3. Alla preghiera del Precursore Dio si mosse a pietà. Quì nota il Critico: «il faloit que le perdon fui ou devancé, ou suivi de repantance et de quelque grande penitance faitte par eux.» Ma è cosa verisimile che il Poeta volesse dimostrare quanto sia efficace presso Dio la intercessione del Batista.

4. L'Angelo rimproverando Amedeo, che stava in ozio, così gli dice:

Ma qual poscia in Italia, almo paese, Fia sculto marmo a le tue chiare imprese?

Spiace al Critico, che il Poeta ristringa la gloria d'Amedeo «toutte en Italie, qui est, ce me semble, une bien petite partie de la terre.» Credo che il Chiabrera, sempre intento ne' suoi versi alla gloria d'Italia, volesse far comprendere che ad un Principe che possedeva già una bella parte del nostro paese, doveva star a cuore d'esservi specialmente onorato.

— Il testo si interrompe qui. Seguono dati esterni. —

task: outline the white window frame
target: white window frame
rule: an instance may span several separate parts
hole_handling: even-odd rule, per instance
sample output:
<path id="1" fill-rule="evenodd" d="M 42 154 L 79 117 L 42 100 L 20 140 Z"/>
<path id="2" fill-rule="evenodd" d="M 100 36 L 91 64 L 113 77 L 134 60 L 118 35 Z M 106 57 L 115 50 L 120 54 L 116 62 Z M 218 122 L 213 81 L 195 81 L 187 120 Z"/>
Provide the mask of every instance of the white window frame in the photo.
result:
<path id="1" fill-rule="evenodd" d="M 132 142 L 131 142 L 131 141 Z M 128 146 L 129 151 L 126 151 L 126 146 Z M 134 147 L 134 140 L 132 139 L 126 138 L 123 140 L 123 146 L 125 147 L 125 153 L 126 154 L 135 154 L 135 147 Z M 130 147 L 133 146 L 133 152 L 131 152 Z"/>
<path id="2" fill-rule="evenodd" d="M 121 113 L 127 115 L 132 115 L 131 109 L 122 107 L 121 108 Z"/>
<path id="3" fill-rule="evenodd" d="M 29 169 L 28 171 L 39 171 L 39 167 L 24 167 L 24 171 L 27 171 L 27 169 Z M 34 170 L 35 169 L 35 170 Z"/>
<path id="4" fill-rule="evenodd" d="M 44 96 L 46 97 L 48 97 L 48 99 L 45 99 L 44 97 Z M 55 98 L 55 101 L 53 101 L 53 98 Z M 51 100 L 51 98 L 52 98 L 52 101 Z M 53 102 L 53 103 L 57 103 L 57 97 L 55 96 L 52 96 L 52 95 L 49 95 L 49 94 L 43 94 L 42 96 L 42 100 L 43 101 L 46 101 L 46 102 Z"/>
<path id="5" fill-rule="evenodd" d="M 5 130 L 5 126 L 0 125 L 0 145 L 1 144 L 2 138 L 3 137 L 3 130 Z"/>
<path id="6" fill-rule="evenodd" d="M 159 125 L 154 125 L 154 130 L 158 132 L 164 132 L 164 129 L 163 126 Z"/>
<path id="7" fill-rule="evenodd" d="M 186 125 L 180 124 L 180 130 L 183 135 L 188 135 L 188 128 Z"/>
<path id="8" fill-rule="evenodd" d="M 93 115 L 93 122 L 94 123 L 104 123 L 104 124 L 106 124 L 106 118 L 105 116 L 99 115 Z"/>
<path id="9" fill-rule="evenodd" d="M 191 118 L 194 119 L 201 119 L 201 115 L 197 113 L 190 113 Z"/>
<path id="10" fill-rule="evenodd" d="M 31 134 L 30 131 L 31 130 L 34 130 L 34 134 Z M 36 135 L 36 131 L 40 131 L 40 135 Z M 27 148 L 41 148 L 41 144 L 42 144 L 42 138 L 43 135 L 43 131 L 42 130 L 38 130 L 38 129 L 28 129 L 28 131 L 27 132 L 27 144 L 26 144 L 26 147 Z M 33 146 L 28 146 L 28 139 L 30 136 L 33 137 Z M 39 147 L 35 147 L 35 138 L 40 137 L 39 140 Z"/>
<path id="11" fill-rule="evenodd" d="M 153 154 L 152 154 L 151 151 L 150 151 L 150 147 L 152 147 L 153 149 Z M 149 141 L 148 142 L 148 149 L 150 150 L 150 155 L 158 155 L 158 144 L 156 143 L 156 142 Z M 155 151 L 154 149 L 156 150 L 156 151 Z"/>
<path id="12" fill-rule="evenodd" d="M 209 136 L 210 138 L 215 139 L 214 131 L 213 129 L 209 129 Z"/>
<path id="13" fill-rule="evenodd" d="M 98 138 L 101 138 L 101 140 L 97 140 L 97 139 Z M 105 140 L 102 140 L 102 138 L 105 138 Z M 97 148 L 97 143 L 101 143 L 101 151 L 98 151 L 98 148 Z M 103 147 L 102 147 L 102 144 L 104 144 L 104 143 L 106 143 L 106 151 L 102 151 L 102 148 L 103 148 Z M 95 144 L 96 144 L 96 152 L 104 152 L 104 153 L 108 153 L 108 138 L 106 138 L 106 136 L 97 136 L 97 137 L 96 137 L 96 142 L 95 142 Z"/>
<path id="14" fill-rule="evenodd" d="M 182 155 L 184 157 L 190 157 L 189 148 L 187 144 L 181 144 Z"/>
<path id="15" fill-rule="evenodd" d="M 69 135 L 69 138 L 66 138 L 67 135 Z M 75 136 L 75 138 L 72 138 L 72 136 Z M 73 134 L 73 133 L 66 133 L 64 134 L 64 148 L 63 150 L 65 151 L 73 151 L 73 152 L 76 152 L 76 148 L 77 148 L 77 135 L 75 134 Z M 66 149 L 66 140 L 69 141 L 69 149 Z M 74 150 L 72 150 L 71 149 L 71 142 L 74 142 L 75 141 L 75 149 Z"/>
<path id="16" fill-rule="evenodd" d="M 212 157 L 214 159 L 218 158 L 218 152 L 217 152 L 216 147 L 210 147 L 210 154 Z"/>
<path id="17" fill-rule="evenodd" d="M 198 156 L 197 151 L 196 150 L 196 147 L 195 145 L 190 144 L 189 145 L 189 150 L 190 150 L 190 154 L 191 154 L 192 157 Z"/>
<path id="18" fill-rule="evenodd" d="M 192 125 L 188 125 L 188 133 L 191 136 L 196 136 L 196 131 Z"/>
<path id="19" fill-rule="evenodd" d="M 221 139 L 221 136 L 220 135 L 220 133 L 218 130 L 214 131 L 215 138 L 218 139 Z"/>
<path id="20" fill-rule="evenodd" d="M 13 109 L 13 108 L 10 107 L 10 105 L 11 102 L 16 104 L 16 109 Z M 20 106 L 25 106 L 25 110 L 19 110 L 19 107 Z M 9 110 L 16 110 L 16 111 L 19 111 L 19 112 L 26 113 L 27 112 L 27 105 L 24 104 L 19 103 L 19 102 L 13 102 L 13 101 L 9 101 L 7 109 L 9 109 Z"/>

5. L'Angelo nel suo primo favellare ad Amedeo, ha tutte le apparenze d'un uomo; e nondimeno il Duca gli dice:

Vivi mortale, od immortal….? Se m'appari celeste, ecco io t'adoro.

Quì starei con l'Urfé, e mei perdoni il Poeta.

6. «Les Turcs se razent tous la teste, et ne portent jamais cheveux.» Dunque errò il Poeta e in questo canto 1.º e ne' seguenti, dando capigliatura ai Turchi.

7. Facendosi a descrivere l'esercito de' Turchi invoca la Musa; di che si sdegna l'Urfé, quasi che il poeta volesse immortaliser les Turcs.—Non merita risposta.